Pizza al taglio in Rome

Lazio style (Roman)

Pizza in Lazio (Rome), as well as in many other parts of Italy is available in two different styles:

  • Take-away shops sell pizza rustica or pizza al taglio. This pizza is cooked in long, rectangular baking pans and relatively thick (one to two centimeters). The crust is similar to that of an English muffin, and the pizza is often cooked in an electric oven. It is usually cut with scissors or a knife and sold by weight.
  • In pizza restaurants (pizzerias), pizza is served in a dish in its traditional round shape. It has a thin, crisp base quite different to the thicker and softer Neapolitan style base. It is usually cooked in a wood-fired oven, giving the pizza its unique flavor and texture. In Rome, a pizza napoletana is topped with tomato, mozzarella, anchovies, and oil. Thus, what in Naples is called pizza romana, in Rome is called pizza napoletana.

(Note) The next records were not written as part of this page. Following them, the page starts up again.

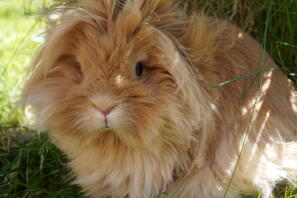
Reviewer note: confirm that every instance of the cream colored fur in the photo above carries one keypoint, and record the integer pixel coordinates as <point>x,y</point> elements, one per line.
<point>169,131</point>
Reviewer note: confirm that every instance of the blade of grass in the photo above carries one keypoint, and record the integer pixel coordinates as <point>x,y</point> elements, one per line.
<point>247,131</point>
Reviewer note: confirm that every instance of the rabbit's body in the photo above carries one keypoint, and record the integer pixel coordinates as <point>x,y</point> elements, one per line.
<point>163,129</point>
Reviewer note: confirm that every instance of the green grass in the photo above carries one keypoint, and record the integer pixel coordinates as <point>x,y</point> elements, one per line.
<point>30,166</point>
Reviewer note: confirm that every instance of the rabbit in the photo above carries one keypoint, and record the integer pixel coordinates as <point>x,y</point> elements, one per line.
<point>130,91</point>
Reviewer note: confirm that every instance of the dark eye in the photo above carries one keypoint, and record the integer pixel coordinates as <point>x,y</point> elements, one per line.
<point>139,68</point>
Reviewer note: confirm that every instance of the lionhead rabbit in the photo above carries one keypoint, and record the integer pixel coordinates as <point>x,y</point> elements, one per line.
<point>123,88</point>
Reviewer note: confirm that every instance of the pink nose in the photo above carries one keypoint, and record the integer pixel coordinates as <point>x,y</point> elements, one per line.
<point>105,111</point>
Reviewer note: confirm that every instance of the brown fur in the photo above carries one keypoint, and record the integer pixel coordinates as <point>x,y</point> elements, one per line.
<point>169,131</point>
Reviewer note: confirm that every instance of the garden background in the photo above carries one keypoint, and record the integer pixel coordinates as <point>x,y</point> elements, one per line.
<point>30,166</point>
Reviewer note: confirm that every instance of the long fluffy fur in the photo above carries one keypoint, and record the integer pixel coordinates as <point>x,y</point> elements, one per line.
<point>170,132</point>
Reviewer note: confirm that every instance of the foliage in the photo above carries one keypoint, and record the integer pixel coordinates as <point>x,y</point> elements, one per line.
<point>30,166</point>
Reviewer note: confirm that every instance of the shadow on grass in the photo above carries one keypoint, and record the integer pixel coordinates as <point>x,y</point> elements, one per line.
<point>33,170</point>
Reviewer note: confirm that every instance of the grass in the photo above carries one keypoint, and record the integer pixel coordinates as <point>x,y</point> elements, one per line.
<point>30,166</point>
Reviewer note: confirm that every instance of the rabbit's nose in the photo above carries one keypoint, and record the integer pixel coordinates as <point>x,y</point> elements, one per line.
<point>106,110</point>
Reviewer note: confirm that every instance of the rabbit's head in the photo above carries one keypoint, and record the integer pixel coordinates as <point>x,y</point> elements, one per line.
<point>115,68</point>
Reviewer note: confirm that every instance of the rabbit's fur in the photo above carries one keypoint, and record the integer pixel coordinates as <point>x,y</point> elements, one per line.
<point>168,131</point>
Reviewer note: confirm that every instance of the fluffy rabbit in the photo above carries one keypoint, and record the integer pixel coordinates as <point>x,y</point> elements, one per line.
<point>124,89</point>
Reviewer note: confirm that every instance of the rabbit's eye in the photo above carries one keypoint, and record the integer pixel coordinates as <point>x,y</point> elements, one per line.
<point>139,68</point>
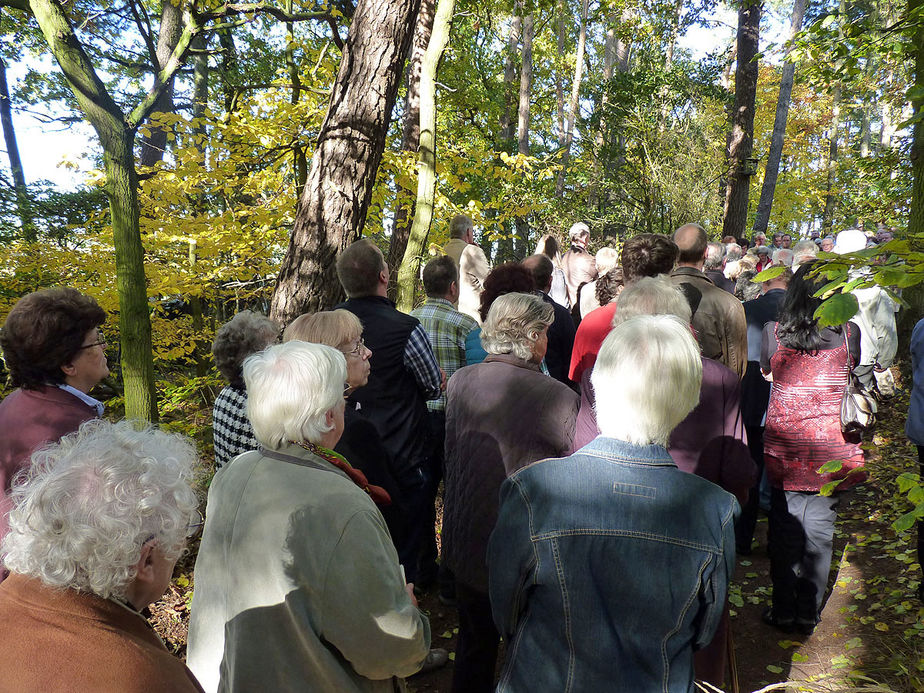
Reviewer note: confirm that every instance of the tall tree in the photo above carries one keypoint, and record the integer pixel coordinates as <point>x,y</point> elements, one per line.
<point>574,104</point>
<point>741,135</point>
<point>23,206</point>
<point>351,141</point>
<point>410,139</point>
<point>426,158</point>
<point>779,124</point>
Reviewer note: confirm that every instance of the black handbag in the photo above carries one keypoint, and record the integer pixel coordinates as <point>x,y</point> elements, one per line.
<point>858,406</point>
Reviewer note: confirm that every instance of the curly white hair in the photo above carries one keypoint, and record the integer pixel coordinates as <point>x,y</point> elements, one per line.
<point>88,503</point>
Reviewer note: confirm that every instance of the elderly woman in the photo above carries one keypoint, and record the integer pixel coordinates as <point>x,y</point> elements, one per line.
<point>245,334</point>
<point>501,415</point>
<point>609,567</point>
<point>98,524</point>
<point>56,355</point>
<point>297,581</point>
<point>504,279</point>
<point>360,445</point>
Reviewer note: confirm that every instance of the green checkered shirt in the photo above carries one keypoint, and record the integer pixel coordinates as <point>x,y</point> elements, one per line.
<point>447,329</point>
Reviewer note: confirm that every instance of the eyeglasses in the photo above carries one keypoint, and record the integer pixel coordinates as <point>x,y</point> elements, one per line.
<point>101,341</point>
<point>358,349</point>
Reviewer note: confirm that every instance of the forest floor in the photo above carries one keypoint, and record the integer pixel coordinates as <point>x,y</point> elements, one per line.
<point>871,636</point>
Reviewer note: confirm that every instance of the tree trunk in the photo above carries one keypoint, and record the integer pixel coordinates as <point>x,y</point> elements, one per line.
<point>779,125</point>
<point>117,138</point>
<point>573,105</point>
<point>526,82</point>
<point>23,206</point>
<point>916,217</point>
<point>171,28</point>
<point>741,136</point>
<point>404,205</point>
<point>350,145</point>
<point>426,172</point>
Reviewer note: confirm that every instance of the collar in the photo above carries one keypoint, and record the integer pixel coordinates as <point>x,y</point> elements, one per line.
<point>513,361</point>
<point>84,397</point>
<point>622,451</point>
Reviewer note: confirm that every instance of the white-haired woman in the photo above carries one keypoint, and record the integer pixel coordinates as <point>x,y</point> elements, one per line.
<point>360,445</point>
<point>609,567</point>
<point>297,580</point>
<point>97,526</point>
<point>245,334</point>
<point>501,415</point>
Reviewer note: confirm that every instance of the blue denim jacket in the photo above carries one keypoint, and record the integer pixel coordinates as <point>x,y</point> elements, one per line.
<point>607,569</point>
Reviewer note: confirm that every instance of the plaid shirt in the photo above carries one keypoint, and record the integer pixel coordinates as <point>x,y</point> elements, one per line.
<point>230,426</point>
<point>447,329</point>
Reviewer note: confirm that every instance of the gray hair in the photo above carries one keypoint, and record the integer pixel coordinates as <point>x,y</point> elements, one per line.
<point>514,323</point>
<point>646,379</point>
<point>290,389</point>
<point>88,503</point>
<point>245,334</point>
<point>715,253</point>
<point>783,256</point>
<point>652,296</point>
<point>606,258</point>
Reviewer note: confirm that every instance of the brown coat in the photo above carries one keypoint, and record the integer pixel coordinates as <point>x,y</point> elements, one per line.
<point>28,420</point>
<point>501,415</point>
<point>64,640</point>
<point>718,318</point>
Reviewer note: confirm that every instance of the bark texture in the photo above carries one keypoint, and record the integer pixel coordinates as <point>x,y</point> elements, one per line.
<point>333,206</point>
<point>741,135</point>
<point>779,125</point>
<point>410,139</point>
<point>426,158</point>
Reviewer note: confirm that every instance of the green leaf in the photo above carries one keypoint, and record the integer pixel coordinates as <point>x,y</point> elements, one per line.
<point>836,310</point>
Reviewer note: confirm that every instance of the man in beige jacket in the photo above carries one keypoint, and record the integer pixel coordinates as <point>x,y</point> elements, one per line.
<point>472,263</point>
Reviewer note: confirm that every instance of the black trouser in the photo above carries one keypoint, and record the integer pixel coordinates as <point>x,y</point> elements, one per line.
<point>744,528</point>
<point>476,651</point>
<point>801,544</point>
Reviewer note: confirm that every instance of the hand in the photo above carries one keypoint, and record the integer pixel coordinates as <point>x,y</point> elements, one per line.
<point>409,588</point>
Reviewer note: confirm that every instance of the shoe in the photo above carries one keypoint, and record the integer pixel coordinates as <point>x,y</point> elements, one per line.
<point>784,624</point>
<point>436,658</point>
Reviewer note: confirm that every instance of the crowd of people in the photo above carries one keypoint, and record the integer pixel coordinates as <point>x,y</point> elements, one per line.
<point>603,428</point>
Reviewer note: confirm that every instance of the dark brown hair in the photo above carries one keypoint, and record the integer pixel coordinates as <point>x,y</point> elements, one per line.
<point>44,331</point>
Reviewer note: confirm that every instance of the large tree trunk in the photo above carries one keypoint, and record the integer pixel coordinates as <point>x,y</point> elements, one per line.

Other types of Lazio-style pizza include:

  • Pizza romana (in Naples): tomato, mozzarella, anchovies, oregano, oil;
  • Pizza viennese: tomato, mozzarella, German sausage, oregano, oil;
  • Pizza capricciosa (“capricious pizza”): mozzarella, tomato, mushrooms, artichokes, cooked ham, olives, oil (in Rome, prosciutto raw ham is used and half a hard-boiled egg is added);
  • Pizza quattro stagioni (“four seasons pizza”): same ingredients for the capricciosa, but ingredients not mixed;
  • Pizza quattro formaggi (“four cheese pizza”): tomatoes, mozzarella, stracchino, fontina, gorgonzola (sometimes ricotta can be swapped for one of the last three);
  • Sicilian-style pizza has its toppings baked directly into the crust. An authentic recipe uses neither cheese nor anchovies. “Sicilian” pizza in the United States is typically a different variety of product made with a thick crust characterized by a rectangular shape and topped with tomato sauce and cheese (and optional toppings). Pizza Hut’s “Sicilian Pizza,” introduced in 1994, is not an authentic example of the style as only garlic, basil, and oregano are mixed into the crust;
  • White pizza (pizza bianca) uses no tomato sauce, often substituting pesto or dairy products such as sour cream. In Rome, the term pizza bianca refers to a type of bread topped with olive oil, salt and, occasionally, rosemary leaves. It is also a Roman style to top the white pizza with figs, the result called pizza e fichi (pizza with figs);
  • Ripieno or calzone is a pizza in the form of a half moon, sometimes filled with ricotta, salami, and mozzarella; it can be either fried or oven baked.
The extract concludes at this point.